States, Federal Government Could Save $30 Billion by Managing Medicaid Pharmacy More Like Medicare and Commercial Sector Programs
State-by-State Analysis Shows that Medicaid Pays Higher Pharmacy Rates, Uses Fewer Generics than Other Programs
WASHINGTON, Dec. 6, 2010 /PRNewswire-USNewswire/ -- A new study from The Lewin Group finds that Medicaid pharmacy could save more than $30 billion over the next decade by transitioning from the current approach used by state Medicaid fee-for-service (FFS) programs to the more efficient approaches used by Medicare Part D plans, Medicaid managed care organizations (MCOs), and the commercial sector, including typical state employee plans.
The study notes that Medicaid FFS pharmacy programs use fewer generic drugs and pay pharmacies higher dispensing fees and ingredient costs than other programs. The findings from this groundbreaking report challenge the assumption that Medicaid pharmacy can only reduce costs by cutting benefits, limiting eligibility, demanding deeper manufacturer rebates, or paying drugstores higher dispensing fees in exchange for more pricing transparency.
"Medicaid is one of the few pharmacy benefit programs that still relies heavily upon a fee-for-service approach. By operating more like Medicare and commercial market plans, Medicaid could increase the use of generics and save billions without cutting benefits," said Pharmaceutical Care Management Association (PCMA) President and CEO Mark Merritt.
Currently, three-fourths of Medicaid pharmacy dollars are administered using a fee-for-service approach in which public officials play a role in determining how much to pay drugstores for each prescription filled (dispensing fees) and ingredient costs (the reimbursement for the cost of the actual drugs). The other one-fourth of Medicaid pharmacy is managed more like pharmacy benefits in the commercial sector, where third-parties use proven utilization management tools and negotiate pharmacy payments directly with chain drugstores and the drug wholesalers that represent independent pharmacies.

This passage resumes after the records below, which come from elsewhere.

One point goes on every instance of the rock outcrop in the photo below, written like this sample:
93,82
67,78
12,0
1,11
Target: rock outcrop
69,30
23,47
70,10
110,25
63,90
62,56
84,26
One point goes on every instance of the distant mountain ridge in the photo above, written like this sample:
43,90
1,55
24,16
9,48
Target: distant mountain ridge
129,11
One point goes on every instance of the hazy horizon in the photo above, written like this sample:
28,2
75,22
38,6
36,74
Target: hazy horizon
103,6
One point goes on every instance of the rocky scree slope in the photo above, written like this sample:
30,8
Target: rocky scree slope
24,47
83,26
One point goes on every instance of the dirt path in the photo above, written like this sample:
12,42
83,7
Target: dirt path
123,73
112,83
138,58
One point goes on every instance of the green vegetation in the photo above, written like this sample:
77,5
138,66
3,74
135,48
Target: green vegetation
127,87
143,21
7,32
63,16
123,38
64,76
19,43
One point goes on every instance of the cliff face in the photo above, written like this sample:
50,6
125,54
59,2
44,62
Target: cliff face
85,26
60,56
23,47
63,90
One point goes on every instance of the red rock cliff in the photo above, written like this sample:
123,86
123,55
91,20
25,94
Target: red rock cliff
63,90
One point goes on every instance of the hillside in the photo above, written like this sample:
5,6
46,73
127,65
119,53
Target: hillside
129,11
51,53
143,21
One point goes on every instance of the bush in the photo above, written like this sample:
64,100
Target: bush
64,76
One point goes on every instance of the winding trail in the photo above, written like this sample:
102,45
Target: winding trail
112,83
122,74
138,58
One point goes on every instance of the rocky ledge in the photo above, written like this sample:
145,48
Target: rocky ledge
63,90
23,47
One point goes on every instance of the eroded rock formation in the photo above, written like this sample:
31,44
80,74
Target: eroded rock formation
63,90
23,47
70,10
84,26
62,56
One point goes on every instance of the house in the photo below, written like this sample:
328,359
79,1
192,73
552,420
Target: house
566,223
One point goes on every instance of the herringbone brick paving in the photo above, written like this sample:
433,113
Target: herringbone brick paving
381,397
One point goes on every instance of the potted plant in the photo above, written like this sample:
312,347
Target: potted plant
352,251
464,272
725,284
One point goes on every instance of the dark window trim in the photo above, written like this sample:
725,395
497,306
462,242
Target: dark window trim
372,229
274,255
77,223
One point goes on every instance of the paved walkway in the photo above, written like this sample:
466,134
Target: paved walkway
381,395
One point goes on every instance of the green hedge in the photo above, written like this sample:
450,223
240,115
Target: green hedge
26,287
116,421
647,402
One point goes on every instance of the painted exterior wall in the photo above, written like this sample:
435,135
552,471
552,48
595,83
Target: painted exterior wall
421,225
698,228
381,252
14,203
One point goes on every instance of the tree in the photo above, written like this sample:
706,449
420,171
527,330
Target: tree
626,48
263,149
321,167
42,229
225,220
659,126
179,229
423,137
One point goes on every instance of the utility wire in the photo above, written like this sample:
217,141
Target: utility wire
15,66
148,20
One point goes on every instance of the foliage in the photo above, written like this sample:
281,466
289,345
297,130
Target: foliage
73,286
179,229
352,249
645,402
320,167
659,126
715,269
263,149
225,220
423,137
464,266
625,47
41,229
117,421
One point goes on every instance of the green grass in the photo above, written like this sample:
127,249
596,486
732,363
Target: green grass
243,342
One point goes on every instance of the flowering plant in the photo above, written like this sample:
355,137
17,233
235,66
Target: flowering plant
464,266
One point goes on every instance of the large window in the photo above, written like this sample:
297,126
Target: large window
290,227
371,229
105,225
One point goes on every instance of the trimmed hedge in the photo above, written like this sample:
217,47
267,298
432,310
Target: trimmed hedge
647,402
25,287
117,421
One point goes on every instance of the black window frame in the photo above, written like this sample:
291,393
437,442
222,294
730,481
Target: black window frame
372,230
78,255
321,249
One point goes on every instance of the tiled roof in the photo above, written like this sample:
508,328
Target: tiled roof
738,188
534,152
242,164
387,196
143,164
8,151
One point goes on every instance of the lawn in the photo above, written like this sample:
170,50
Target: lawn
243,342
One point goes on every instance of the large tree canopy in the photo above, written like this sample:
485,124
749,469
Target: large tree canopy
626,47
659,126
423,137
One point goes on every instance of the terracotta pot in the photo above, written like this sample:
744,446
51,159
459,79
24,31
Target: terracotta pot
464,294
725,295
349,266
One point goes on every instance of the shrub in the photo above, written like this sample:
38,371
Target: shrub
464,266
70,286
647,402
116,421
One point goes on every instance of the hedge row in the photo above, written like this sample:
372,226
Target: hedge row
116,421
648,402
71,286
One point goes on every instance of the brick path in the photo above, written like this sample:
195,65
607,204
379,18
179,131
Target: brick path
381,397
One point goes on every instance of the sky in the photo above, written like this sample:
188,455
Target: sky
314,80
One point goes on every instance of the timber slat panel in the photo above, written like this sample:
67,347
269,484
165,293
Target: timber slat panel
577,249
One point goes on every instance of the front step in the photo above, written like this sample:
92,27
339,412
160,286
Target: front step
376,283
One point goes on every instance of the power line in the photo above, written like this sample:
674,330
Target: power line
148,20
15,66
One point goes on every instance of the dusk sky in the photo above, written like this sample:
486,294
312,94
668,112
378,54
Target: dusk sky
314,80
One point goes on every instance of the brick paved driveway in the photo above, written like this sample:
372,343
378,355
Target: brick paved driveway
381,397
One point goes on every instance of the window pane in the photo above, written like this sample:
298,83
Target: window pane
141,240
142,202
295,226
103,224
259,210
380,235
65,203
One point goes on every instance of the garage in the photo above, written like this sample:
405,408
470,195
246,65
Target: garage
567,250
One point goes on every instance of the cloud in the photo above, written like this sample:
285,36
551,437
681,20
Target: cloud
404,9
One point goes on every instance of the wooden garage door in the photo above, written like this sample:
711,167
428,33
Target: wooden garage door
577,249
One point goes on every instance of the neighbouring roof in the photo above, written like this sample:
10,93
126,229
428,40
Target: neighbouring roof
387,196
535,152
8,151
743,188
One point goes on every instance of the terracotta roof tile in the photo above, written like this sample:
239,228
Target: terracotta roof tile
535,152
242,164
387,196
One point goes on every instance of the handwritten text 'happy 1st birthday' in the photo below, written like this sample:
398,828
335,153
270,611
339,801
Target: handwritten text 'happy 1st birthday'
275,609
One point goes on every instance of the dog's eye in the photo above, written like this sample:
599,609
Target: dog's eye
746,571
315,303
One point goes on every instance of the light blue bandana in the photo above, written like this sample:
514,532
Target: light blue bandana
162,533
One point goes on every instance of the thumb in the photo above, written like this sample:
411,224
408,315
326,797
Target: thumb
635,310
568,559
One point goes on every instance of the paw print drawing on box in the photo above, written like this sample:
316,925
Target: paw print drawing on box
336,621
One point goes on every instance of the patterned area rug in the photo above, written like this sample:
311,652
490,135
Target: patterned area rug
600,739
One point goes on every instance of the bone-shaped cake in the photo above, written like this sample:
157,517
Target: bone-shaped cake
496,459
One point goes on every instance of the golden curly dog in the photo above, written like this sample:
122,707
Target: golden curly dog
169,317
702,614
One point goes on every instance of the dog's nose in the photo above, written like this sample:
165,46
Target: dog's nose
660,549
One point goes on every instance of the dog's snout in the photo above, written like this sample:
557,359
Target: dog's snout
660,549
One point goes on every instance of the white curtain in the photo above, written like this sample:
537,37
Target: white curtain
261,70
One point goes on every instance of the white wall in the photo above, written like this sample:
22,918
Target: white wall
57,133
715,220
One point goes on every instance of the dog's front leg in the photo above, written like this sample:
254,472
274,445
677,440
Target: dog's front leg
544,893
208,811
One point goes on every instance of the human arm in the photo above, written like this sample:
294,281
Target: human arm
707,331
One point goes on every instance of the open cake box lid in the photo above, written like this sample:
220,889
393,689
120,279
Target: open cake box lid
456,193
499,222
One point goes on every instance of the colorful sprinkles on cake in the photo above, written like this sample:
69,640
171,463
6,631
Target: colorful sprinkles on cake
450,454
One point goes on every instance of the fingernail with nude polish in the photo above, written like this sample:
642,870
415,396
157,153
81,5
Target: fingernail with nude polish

The Lewin study also finds that although state Medicaid programs pay widely varying Medicaid dispensing fees, these decisions seem largely unrelated to the level of ingredient cost reimbursements a state pays or the level of generic utilization a state achieves. For example, Texas pays the nation's highest dispensing fees ($7.50) and New Hampshire pays the lowest ($1.75), but they both pay about the same for ingredient costs and generate similar rates of generic drug utilization.
Many Medicaid pharmacy discussions begin and end with the issue of the drug manufacturer rebates. However, the statutory and supplemental rebates paid to Medicaid by brand name drug manufacturers are determined separately from pharmacy dispensing fees and ingredient costs. This means that manufacturer rebates have no impact on the savings that more active management of dispensing fees and ingredient costs could achieve. Likewise, these savings also do not assume any additional cost sharing for Medicaid beneficiaries.
Key Findings
Savings Opportunities Exist In Four Key Areas
While Medicaid FFS programs and costs vary greatly state-by-state, The Lewin Group identified four key areas where pharmacy benefit management could generally be improved:
Generic Drug Dispensing: Medicaid FFS is less effective at encouraging the dispensing of generic drugs in place of brands. The generic dispensing rate in Medicaid FFS averages 68%, compared to an average 80% generic dispensing rate in Medicaid MCOs.
·Dispensing Fees: At $4.81 per prescription, the national average dispensing fee that Medicaid FFS programs pay to retail pharmacies per each prescription is more than double the average dispensing fees paid by Medicare Part D payers, Medicaid MCOs, or health plans in the commercial sector.
·Ingredient Costs: The rate at which retail pharmacies are reimbursed for the actual medication ingredients (pills, capsules, etc.) is also higher, on average, in Medicaid FFS programs than in Medicare Part D or the commercial sector.
·Drug Utilization: The number of prescriptions dispensed per person is typically higher in Medicaid FFS programs than in Medicaid MCOs due to less effective controls on polypharmacy, fraud, waste, abuse, and other factors in the FFS setting.
Estimated Federal and State Medicaid Savings
If all state Medicaid programs used a market-based approach such that dispensing fees, ingredient costs, drug utilization, and generic drug dispensing were brought in-line with norms for Medicaid MCOs, Medicare Part D, and commercial payers, Lewin estimates that:
·Combined federal and state savings to the Medicaid program would total $30.3 billion over the next decade.
·Medicaid FFS prescription costs could be reduced by 14.8%.
·Per member per month (PMPM) costs for Medicaid FFS pharmacy benefits could be reduced by $12 in 2011 under optimal management.
PCMA represents the nation's pharmacy benefit managers (PBMs), which improve affordability and quality of care through the use of electronic prescribing (e-prescribing), generic alternatives, mail-service pharmacies, and other innovative tools for 210-plus million Americans.